Official

Opensearch destination integration documentation

This destination plugin lets you sync data from a CloudQuery source to an Opensearch compatible service.

Publisher

cloudquery

Latest version

v1.2.35

Type

Destination

Platforms

Date Published

Start Syncing

Documentation Changelog

Overview Types Licenses

Overview #

Opensearch Destination Plugin

The Opensearch plugin syncs data from any CloudQuery source plugin(s) to an Opensearch cluster.

Example config #

The following config will sync data to an Opensearch cluster running on localhost:9200:

kind: destination
spec:
  name: opensearch
  path: cloudquery/opensearch
  registry: cloudquery
  version: "v1.2.35"
  write_mode: "overwrite-delete-stale"
  spec:
    # Optional parameters
    # addresses: ["http://localhost:9200"]
    # username: ""
    # password: ""
    # ca_cert: ""
    # concurrency: 5 # default: number of CPUs
    # batch_size: 1000
    # batch_size_bytes: 5242880 # 5 MiB
    # aws_signing:
    #  region: "us-west-2"

The Opensearch destination utilizes batching, and supports batch_size and batch_size_bytes.

It supports append, overwrite and overwrite-delete-stale write modes. The default write mode is overwrite-delete-stale.

Opensearch Spec #

This is the spec used by the Opensearch destination plugin.

addresses ([]string) (optional) (default: ["http://localhost:9200"])
A list of Opensearch nodes to use.
username (string) (optional)
Username for HTTP Basic Authentication.
password (string) (optional)
Password for HTTP Basic Authentication.
ca_cert (string) (optional)
PEM-encoded certificate authorities. When set, an empty certificate pool will be created, and the certificates will be appended to it. See file variable substitution for how to read this value from a file.
concurrency (string) (optional) (default: number of CPUs)
Number of concurrent worker goroutines to use for indexing.
batch_size (integer) (optional) (default: 1000)
Maximum number of items that may be grouped together to be written in a single write.
batch_size_bytes (integer) (optional) (default: 5242880 (5 MiB))
Maximum size of items that may be grouped together to be written in a single write.
aws_signing (aws_signing_spec) (optional)
AWS signing configuration used to enable AWS request signing for requests to the AWS Opensearch Service.

aws_signing_spec #

region (string) (required)
AWS region to use for signing.

Index Template Creation #

The Opensearch destination will create an index template for every table during the migration step. It is recommended that you use the generated index templates, as it will automatically create indexes with the correct mappings for the table. However, to skip index template creation (or use your own), you may use the --no-migrate option when running cloudquery sync.

Index Naming #

Index names will be formatted according to the selected write mode:

append: indexes will be named using the format <table_name>-<YYYY-MM-DD>. In other words, a new index will be created every day the table is synced.
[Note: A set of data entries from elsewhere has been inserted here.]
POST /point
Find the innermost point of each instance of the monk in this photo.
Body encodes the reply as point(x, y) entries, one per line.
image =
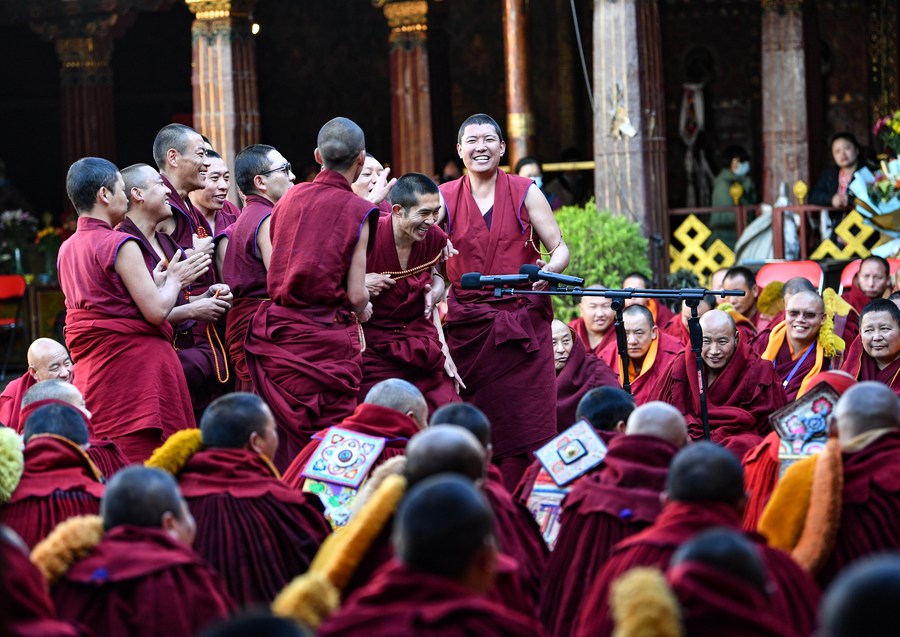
point(142, 578)
point(677, 326)
point(742, 390)
point(875, 355)
point(394, 409)
point(649, 352)
point(502, 346)
point(705, 490)
point(303, 346)
point(660, 311)
point(761, 464)
point(46, 359)
point(116, 311)
point(577, 372)
point(618, 499)
point(446, 551)
point(845, 508)
point(203, 359)
point(404, 338)
point(254, 530)
point(872, 281)
point(596, 325)
point(264, 176)
point(862, 599)
point(59, 479)
point(26, 607)
point(794, 347)
point(102, 451)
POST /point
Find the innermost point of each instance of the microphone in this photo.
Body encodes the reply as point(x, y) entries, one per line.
point(476, 281)
point(536, 274)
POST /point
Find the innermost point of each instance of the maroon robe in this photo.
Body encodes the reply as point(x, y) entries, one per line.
point(257, 532)
point(501, 347)
point(115, 347)
point(582, 373)
point(400, 341)
point(245, 273)
point(401, 602)
point(11, 401)
point(795, 600)
point(739, 400)
point(371, 420)
point(25, 606)
point(142, 582)
point(616, 501)
point(303, 347)
point(59, 481)
point(862, 367)
point(714, 602)
point(870, 515)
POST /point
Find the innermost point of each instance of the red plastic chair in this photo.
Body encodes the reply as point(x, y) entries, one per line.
point(12, 294)
point(785, 270)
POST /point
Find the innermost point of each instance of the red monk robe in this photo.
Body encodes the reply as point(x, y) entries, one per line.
point(245, 273)
point(141, 582)
point(127, 370)
point(796, 595)
point(254, 530)
point(401, 602)
point(400, 341)
point(862, 367)
point(501, 347)
point(59, 481)
point(714, 602)
point(619, 499)
point(662, 350)
point(25, 606)
point(371, 420)
point(740, 399)
point(11, 401)
point(302, 347)
point(582, 373)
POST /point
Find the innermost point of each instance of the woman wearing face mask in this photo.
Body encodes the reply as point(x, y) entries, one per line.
point(737, 170)
point(530, 168)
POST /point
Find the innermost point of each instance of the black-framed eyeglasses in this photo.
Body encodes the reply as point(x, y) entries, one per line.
point(286, 168)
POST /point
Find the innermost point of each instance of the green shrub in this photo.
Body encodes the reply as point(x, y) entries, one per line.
point(604, 248)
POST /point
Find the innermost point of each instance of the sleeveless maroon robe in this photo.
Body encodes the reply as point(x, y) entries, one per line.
point(127, 370)
point(142, 582)
point(796, 598)
point(400, 341)
point(582, 373)
point(502, 347)
point(617, 500)
point(58, 482)
point(402, 602)
point(739, 400)
point(257, 532)
point(371, 420)
point(245, 274)
point(302, 347)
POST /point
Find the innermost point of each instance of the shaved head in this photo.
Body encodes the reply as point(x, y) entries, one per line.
point(864, 407)
point(339, 143)
point(444, 449)
point(660, 420)
point(49, 359)
point(402, 396)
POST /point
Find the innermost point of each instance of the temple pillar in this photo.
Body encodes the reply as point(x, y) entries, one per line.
point(411, 137)
point(785, 119)
point(629, 119)
point(226, 99)
point(519, 116)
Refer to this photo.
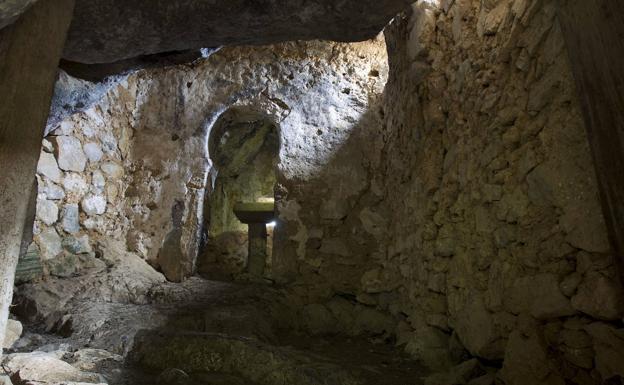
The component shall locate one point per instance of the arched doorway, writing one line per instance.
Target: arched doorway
(244, 148)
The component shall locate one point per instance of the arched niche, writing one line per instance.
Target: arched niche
(244, 147)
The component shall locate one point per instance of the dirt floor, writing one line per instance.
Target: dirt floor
(112, 327)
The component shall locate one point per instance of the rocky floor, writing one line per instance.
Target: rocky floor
(122, 324)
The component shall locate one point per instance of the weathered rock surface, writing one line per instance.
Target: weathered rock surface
(70, 154)
(108, 31)
(13, 333)
(11, 9)
(39, 367)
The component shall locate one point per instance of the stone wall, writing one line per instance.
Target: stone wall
(496, 241)
(136, 165)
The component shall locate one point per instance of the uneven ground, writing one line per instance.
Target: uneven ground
(120, 323)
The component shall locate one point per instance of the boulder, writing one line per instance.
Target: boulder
(460, 374)
(600, 297)
(45, 368)
(608, 344)
(94, 204)
(526, 362)
(93, 152)
(539, 295)
(474, 326)
(51, 191)
(99, 35)
(49, 243)
(77, 245)
(13, 333)
(98, 181)
(70, 218)
(49, 168)
(112, 170)
(47, 211)
(69, 153)
(75, 186)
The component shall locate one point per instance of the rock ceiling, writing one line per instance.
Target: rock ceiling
(106, 31)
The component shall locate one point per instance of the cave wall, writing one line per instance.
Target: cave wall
(496, 240)
(30, 50)
(136, 165)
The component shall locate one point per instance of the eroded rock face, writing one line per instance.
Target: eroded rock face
(108, 31)
(148, 172)
(11, 9)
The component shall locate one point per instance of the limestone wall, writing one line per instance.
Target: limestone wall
(135, 166)
(496, 240)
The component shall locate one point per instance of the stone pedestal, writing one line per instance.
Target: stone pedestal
(257, 255)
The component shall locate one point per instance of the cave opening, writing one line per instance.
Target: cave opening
(244, 147)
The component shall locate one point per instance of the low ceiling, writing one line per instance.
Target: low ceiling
(106, 31)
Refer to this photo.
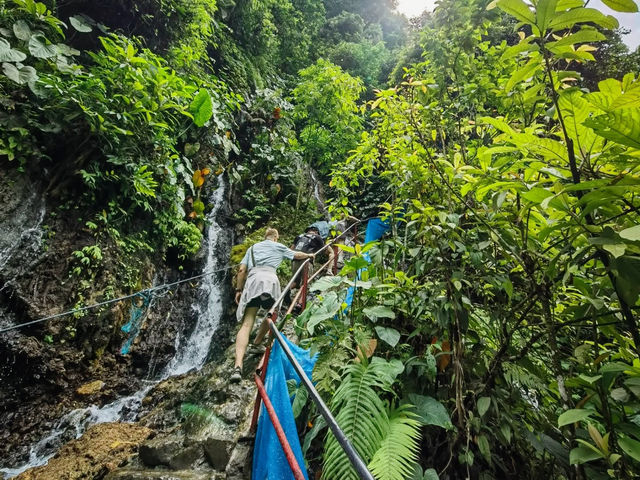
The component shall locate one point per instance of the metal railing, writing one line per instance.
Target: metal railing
(358, 464)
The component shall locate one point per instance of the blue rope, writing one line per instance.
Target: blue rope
(139, 306)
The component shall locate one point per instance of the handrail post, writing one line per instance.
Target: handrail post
(263, 372)
(273, 416)
(356, 461)
(305, 286)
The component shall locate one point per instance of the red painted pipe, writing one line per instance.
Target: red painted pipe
(305, 286)
(291, 458)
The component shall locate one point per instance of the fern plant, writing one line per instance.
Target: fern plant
(386, 439)
(398, 452)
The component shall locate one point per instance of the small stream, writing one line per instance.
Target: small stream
(191, 349)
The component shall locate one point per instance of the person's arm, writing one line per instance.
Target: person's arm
(302, 255)
(240, 279)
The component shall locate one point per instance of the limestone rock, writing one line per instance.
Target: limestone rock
(170, 451)
(90, 388)
(101, 449)
(162, 475)
(218, 451)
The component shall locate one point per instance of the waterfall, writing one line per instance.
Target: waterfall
(191, 351)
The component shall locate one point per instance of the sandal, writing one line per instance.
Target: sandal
(236, 375)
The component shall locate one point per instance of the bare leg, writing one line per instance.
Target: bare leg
(242, 339)
(262, 332)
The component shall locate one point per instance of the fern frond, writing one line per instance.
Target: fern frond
(361, 414)
(398, 452)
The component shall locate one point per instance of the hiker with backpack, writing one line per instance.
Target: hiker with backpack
(308, 242)
(257, 285)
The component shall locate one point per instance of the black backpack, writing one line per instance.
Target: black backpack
(308, 243)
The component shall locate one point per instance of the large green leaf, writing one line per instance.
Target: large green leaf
(40, 47)
(517, 9)
(583, 15)
(483, 405)
(398, 452)
(388, 335)
(627, 272)
(630, 447)
(621, 5)
(545, 11)
(22, 75)
(583, 454)
(527, 71)
(201, 108)
(430, 411)
(361, 414)
(21, 30)
(8, 54)
(483, 446)
(632, 233)
(80, 23)
(573, 416)
(620, 126)
(583, 36)
(379, 311)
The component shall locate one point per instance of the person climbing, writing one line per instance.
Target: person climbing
(258, 286)
(308, 242)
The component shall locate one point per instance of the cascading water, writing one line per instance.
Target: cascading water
(11, 238)
(191, 352)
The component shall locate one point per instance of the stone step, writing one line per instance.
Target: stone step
(126, 474)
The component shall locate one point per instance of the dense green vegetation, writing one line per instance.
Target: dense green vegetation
(494, 333)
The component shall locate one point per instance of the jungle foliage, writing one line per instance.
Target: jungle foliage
(494, 333)
(507, 292)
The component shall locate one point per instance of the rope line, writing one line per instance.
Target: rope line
(146, 291)
(169, 285)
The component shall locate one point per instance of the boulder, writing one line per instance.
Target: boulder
(170, 451)
(162, 475)
(218, 451)
(90, 388)
(100, 450)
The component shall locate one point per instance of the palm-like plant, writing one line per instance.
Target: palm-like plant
(387, 439)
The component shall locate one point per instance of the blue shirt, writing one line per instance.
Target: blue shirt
(267, 254)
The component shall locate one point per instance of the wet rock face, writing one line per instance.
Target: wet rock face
(100, 450)
(42, 366)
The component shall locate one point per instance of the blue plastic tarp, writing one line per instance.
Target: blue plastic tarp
(375, 229)
(269, 461)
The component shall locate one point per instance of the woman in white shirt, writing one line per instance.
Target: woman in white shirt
(259, 288)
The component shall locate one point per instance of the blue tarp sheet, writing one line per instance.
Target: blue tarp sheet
(375, 229)
(269, 462)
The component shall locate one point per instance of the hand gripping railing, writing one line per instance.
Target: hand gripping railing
(357, 462)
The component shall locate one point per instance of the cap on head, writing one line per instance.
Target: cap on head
(271, 234)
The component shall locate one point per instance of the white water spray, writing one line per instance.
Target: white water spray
(191, 353)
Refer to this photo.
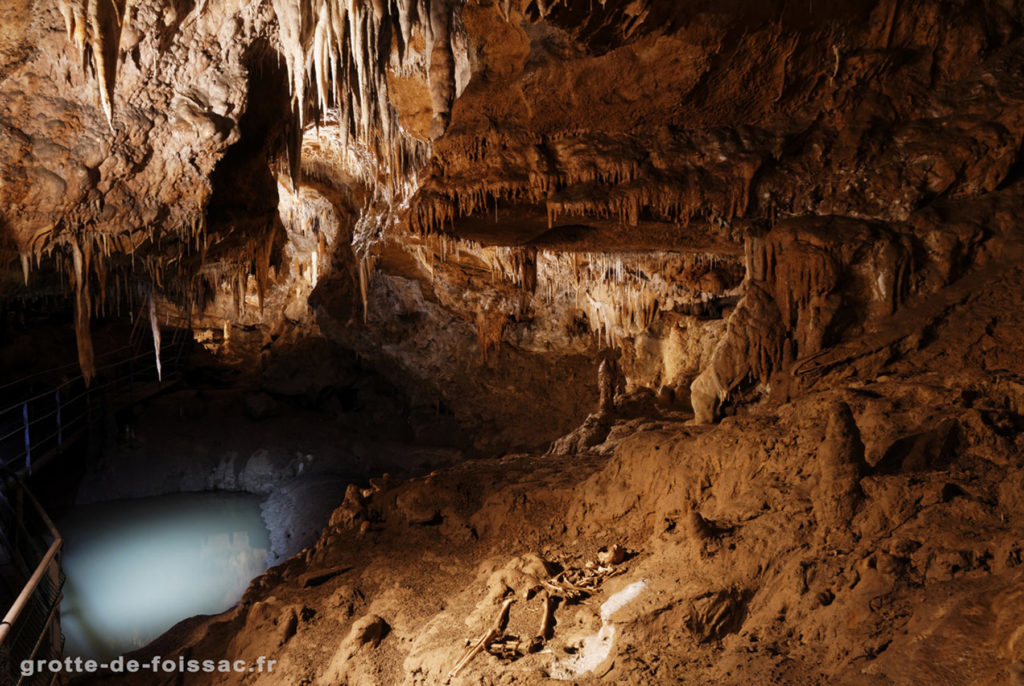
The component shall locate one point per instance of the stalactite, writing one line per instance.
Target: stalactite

Entries will never be overwritten.
overwrite: indexes will be named using the format <table_name>. Objects with duplicate primary keys will be overwritten.
overwrite-delete-stale: indexes will be named using the format <table_name>. Objects with duplicate primary keys will be overwritten, and any objects that are not present in the current sync will be deleted.

Index templates will also be created such that they match the index names generated by the selected write mode.

Querying From Opensearch Dashboard #

To query data from the Opensearch Dashboard, you will need to configure the index patterns. To query a specific table, the index pattern should be in the format <table_name>-*. For example, if you have a table named aws_ec2_instances, you should create a data view with index pattern named aws_ec2_instances-*. One useful feature of Opensearch, however, is the ability to query across all data. To do this for the aws source plugin, for example, you may use an index pattern named aws_*. This will then allow queries across all tables synced by the aws source plugin.

Underlying library #

We use the official opensearch-go package. It is tested against Opensearch 8.6.0. Please open an issue if you encounter any problems with this (or another) version.

Authentication #

The plugin authenticates with your account(s) using AWS request signing.

There are multiple ways to authenticate with AWS, and the plugin respects the AWS credential provider chain. This means that CloudQuery will follow the following priorities when attempting to authenticate:

The AWS_ACCESS_KEY_ID, AWS_SECRET_ACCESS_KEY, AWS_SESSION_TOKEN environment variables.
The credentials and config files in ~/.aws (the credentials file takes priority).
You can also use aws sso to authenticate cloudquery - you can read more about it here.
IAM roles for AWS compute resources (including EC2 instances, Fargate and ECS containers).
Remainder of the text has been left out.